Failure is Not an Option (a.k.a. The Graceful Recovery of Scheduled Batch Processes)

“It just failed,” is hardly an appropriate response when asked why a critical batch process failed. As quickly as possible, you need to know why it failed, and put a recovery process in place. Your team spent valuable time defining your batch processes, so it makes little sense to burn time each time you encounter a failure.

The best way to handle job failures is to plan, from the start, for a number of likely causes. The core structure of a JAMS Job includes a section for recovery processing to ensure that businesses have specific procedures to protect a schedule from common IT operations issues such as missing files on an FTP server, missing data within a database, or any number of other reasons.

Automated recovery is often overlooked when defining a job and many scheduling tools lack the feature set needed to handle failures gracefully.

The Recovery Properties of a JAMS Job provide a variety of intelligent methods to mitigate the fire drills that plague IT departments.

If Minimum Completion Severity

Not all errors are alike. One feature of an enterprise scheduler is the ability to separate the nuances of particular errors. A job may complete with errors, but that might not mean that you want to bring your whole process to a halt, especially if another job is waiting on its completion. Completion Severity separates the most serious problems from the nuisances.

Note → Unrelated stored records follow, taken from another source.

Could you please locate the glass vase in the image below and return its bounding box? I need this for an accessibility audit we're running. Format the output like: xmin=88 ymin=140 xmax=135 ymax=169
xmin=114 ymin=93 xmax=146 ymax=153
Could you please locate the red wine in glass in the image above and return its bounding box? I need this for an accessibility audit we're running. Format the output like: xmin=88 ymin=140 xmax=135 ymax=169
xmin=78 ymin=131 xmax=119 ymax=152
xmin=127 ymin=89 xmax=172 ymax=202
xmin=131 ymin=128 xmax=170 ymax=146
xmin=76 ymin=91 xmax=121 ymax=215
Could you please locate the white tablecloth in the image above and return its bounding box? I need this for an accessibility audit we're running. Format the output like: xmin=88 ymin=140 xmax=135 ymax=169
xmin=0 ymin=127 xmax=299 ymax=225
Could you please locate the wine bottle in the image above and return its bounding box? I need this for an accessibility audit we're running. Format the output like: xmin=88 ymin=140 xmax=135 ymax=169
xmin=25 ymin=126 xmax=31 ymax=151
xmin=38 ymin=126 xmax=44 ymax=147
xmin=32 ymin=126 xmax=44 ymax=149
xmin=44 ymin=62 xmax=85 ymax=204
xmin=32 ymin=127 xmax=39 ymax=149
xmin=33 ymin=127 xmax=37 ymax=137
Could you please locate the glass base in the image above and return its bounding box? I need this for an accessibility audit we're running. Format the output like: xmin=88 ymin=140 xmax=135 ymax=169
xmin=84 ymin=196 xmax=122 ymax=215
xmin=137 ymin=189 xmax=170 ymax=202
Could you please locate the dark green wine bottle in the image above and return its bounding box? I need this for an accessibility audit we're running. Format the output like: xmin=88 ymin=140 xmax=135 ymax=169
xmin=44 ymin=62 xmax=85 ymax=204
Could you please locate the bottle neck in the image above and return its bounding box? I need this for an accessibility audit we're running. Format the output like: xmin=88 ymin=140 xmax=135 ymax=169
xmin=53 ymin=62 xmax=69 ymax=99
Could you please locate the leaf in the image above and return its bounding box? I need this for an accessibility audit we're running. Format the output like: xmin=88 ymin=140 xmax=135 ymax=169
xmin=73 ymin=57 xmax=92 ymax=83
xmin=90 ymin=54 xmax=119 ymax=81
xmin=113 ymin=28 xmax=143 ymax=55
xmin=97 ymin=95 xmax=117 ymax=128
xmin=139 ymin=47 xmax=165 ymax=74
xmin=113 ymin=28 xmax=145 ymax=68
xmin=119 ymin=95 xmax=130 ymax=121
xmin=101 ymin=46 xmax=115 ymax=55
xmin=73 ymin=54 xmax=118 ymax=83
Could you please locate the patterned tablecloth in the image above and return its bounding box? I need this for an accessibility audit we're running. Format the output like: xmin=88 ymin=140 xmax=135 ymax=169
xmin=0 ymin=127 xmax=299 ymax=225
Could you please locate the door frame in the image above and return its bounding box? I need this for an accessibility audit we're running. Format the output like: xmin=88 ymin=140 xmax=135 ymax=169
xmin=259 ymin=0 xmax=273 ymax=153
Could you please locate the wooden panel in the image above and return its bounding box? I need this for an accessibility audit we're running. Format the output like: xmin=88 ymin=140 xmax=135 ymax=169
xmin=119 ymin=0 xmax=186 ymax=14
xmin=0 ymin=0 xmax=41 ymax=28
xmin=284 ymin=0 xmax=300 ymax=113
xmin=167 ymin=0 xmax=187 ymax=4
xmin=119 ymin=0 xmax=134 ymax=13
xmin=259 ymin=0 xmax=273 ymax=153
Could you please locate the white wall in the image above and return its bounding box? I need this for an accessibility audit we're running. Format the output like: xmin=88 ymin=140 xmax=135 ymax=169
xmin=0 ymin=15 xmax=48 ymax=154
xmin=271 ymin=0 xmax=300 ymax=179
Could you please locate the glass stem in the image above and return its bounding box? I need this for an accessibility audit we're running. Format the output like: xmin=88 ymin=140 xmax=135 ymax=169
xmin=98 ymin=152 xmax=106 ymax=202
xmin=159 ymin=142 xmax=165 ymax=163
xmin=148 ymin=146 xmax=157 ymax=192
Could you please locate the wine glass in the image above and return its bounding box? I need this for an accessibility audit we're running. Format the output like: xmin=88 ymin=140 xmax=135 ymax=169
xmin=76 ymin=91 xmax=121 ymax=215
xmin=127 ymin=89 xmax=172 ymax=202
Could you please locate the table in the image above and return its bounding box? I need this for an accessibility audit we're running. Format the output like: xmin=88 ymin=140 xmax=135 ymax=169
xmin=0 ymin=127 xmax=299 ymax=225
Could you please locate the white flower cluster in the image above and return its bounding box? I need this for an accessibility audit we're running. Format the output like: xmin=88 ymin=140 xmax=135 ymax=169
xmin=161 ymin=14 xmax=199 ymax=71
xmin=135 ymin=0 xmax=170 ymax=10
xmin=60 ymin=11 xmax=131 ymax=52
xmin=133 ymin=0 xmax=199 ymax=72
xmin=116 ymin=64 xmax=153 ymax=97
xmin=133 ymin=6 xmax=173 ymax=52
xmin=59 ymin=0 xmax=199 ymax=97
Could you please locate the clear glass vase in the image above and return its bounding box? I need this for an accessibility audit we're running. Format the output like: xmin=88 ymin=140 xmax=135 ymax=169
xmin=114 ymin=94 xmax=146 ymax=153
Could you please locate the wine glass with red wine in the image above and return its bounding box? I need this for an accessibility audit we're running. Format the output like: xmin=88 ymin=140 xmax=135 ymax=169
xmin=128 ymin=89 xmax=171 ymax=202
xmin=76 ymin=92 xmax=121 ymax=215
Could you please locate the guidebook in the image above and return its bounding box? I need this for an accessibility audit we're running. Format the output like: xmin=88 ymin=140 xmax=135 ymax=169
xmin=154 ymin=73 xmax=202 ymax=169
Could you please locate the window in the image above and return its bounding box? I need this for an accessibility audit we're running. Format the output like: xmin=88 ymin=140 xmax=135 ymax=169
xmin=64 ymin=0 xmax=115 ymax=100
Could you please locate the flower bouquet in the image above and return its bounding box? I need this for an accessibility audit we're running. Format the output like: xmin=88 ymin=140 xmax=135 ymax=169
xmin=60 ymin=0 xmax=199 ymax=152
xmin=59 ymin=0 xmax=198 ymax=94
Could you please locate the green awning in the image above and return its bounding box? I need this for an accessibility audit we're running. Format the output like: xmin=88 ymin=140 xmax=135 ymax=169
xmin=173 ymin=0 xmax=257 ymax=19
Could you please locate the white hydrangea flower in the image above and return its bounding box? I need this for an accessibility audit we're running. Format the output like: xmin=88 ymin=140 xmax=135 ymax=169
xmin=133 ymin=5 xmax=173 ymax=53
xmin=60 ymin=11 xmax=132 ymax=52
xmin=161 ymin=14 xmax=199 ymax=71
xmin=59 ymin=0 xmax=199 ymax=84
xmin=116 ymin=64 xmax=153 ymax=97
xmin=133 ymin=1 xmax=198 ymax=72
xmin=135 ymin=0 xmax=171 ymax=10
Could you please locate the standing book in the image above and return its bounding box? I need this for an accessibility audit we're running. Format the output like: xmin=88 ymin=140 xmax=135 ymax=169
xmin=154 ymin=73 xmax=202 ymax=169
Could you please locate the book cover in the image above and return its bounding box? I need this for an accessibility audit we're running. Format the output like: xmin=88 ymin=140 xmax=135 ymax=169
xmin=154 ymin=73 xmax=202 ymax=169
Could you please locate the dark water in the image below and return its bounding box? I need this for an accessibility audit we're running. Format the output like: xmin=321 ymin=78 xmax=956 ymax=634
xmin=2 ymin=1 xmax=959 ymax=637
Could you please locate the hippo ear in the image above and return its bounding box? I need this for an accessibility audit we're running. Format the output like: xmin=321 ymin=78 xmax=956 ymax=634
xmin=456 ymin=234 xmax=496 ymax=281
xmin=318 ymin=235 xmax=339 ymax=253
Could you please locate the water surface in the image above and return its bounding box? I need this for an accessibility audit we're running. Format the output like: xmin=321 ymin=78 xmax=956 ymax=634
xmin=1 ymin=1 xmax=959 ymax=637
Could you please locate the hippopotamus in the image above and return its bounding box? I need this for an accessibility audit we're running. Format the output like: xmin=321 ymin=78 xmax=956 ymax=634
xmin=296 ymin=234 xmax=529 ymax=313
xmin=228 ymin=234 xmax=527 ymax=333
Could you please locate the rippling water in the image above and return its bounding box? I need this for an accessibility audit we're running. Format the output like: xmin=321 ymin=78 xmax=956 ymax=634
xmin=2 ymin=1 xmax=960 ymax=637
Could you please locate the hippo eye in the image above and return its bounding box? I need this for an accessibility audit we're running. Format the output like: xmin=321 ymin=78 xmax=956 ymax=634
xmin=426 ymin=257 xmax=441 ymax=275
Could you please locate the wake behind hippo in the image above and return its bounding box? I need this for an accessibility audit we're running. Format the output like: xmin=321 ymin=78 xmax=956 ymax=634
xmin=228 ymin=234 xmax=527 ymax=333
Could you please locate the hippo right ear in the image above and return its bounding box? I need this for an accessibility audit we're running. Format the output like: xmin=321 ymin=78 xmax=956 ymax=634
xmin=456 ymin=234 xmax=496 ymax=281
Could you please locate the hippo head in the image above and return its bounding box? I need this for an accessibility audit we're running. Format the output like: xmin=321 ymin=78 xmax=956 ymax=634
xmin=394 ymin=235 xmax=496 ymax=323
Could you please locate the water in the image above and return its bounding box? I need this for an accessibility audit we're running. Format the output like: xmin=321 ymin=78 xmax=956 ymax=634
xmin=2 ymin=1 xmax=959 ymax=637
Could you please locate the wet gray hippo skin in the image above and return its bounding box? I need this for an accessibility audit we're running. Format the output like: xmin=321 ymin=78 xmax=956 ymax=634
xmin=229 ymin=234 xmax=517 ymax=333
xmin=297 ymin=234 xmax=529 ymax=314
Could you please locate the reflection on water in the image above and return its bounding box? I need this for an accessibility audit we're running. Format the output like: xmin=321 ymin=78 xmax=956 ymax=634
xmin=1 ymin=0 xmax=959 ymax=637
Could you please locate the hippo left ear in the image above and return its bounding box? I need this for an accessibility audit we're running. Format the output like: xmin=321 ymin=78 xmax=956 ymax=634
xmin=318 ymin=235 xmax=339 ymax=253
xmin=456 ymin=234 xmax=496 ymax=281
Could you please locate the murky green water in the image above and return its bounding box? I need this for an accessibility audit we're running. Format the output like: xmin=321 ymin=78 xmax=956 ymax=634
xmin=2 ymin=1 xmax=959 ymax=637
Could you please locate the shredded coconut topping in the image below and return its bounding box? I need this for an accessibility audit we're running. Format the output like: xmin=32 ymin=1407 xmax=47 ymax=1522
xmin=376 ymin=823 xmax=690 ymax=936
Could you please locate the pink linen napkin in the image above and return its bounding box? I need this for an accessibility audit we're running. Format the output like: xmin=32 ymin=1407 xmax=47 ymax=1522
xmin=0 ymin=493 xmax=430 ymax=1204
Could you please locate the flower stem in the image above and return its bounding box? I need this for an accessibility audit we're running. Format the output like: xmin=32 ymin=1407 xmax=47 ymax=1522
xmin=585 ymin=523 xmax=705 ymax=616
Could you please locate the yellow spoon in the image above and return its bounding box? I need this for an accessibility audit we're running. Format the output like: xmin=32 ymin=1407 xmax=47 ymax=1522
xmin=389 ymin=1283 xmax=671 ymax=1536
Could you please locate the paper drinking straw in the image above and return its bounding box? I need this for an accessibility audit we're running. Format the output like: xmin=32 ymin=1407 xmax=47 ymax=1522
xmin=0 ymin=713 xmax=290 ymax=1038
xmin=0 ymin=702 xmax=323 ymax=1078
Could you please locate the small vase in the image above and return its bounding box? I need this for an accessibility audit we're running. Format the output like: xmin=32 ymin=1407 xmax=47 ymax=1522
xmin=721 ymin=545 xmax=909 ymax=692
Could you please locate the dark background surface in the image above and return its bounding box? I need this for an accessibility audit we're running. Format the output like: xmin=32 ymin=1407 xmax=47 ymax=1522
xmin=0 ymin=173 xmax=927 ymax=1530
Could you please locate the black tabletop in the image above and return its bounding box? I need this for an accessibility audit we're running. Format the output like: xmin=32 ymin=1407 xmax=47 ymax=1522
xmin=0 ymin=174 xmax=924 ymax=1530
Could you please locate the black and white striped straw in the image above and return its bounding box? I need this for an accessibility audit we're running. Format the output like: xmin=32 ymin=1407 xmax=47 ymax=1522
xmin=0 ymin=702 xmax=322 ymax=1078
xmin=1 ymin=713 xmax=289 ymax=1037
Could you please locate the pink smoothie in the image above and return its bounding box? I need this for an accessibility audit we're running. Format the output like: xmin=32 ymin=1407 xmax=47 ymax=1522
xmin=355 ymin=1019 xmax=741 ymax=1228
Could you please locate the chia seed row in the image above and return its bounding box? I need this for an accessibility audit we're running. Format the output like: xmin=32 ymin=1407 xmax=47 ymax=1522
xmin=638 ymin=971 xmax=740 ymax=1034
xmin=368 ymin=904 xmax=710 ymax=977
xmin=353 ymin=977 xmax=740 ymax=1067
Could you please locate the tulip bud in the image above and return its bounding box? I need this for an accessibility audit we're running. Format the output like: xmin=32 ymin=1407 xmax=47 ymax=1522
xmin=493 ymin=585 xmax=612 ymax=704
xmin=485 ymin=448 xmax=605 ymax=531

JAMS Job Automation Recovery Properties

Then Submit This Job for Automation Recovery

Job failure is one of the most basic triggers to keep a centralized schedule optimized. If you have a reusable solution to a common failure, it can be stored as a Recovery Job and run automatically as a response to that failure. A single recovery job that resolves even 10% of a job’s failures can save an organization hours of troubleshooting. Recovery Jobs can be used to restore data within a database, restart servers automatically, move files to a separate error location and more.

Retry Counts & Intervals

Smart IT managers don’t give up after one try. Neither do enterprise schedulers. In JAMS, failed jobs can be retried multiple times at a frequency you define. Retries may not reveal the root cause of a failure, but they can compensate for lapses in connectivity, late file deliveries and other minor offences that don’t merit your valuable time to investigate.